Aaronovitch started his Indie columns writing about politics, but since his move to the Grauniad sex seems to be occupying him more. Today the Great Masturbator is joining Dot Comrade at Hari's Place in calling for a "regulated sex industry, with brothels and massage parlours subject to council inspection." Applicants for the post please start queueing now. Those rejected may re-apply for the Gender Recognition Panel.

He must be a bit tired after New Year to end like this.

"Finally, I want to anticipate an inevitable rhetorical objection to this line of argument. It is the one that says: 'That's all very well, but what would you say if a legal brothel opened next door, or if your daughter became a prostitute? Where would your liberalism be then?'

To which the liberal can answer with her own questions. 'How far away do you think the brothels are now? And what kind of prostitute would you rather your husband visited?'
"

Sorry David, but most of us don't live in London.
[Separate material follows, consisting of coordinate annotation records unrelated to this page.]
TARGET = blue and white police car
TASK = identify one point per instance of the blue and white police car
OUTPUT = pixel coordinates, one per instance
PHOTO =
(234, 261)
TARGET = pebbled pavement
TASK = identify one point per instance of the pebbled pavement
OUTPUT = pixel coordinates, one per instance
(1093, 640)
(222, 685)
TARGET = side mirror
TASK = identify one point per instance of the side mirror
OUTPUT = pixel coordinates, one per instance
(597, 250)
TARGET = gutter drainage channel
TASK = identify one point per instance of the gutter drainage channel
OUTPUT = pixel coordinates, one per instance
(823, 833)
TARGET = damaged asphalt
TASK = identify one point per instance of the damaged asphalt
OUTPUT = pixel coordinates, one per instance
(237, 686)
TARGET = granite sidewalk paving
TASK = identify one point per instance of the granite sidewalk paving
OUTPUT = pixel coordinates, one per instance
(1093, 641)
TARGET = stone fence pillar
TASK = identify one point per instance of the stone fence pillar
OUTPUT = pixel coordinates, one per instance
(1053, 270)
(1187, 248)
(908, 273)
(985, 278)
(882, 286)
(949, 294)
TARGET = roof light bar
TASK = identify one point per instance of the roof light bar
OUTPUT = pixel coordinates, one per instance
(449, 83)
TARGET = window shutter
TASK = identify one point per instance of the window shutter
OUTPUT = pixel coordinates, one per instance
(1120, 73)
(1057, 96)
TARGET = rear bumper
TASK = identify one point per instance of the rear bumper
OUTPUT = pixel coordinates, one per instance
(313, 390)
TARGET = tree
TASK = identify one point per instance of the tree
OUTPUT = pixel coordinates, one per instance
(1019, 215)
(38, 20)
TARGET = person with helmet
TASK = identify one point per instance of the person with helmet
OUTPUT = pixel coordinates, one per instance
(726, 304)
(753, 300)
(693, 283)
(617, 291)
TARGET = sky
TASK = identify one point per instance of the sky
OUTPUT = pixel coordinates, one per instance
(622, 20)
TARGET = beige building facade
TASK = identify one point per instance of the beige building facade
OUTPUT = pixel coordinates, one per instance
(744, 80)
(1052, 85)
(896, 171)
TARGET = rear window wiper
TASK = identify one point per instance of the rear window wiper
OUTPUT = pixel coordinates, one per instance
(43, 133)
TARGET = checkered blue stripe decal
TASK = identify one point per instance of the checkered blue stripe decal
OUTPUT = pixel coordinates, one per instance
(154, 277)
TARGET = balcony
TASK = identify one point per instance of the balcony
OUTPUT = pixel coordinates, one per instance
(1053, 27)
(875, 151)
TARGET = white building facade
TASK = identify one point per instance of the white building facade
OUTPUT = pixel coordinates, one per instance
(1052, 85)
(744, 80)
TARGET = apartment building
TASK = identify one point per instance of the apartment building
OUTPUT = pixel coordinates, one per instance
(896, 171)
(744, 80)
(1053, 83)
My nearest brothel is a good six miles away. And the last question implies that the husband in question is already frequenting brothels - not a good response to a 'what-if' question ?

Anyway, Aaro - if you really want to know who a woman might want her husband to play away with, I believe this sort of thing is popular with some couples, and is available as an anniversary or birthday gift if your darling is so inclined. Certainly a change from a romantic trip to Paris or Florence - but at about the same price.


Technical Failure ?

In what must be the most amazing bit of detective work since Inspector Morse was shifted to traffic duties, French and Egyptian officials have diagnosed the Red Sea 737 crash as a 'technical failure', despite

No black box recovery
No other telemetric data from the plane
No distress messages

In fact the only available information was that the plane took off, gained hight normally, then suddenly fell into the Red Sea.

The plane had taken off from Sharm el-Sheikh, where by chance Tony Blair is on holiday.

Now it may be that this is all a tragic coincidence. (The American Airlines crash two months after 9/11 appears not to have been terrorist-related, though interestingly a final report is still awaited more then two years later.)

But I can't see that the official Egyptian and French responses are anything more than wishful thinking, unless they know more than they're telling us.

UPDATE - AP have reported that the plane was trying to return to the airport when it crashed, which would explain how it hit the Red Sea (its route to Cairo was nearly all over land).

UPDATE2 - an obscure Islamic group has claimed responsibility. Link via Jerusalem Posts. TASS has other bits of news on the tragedy.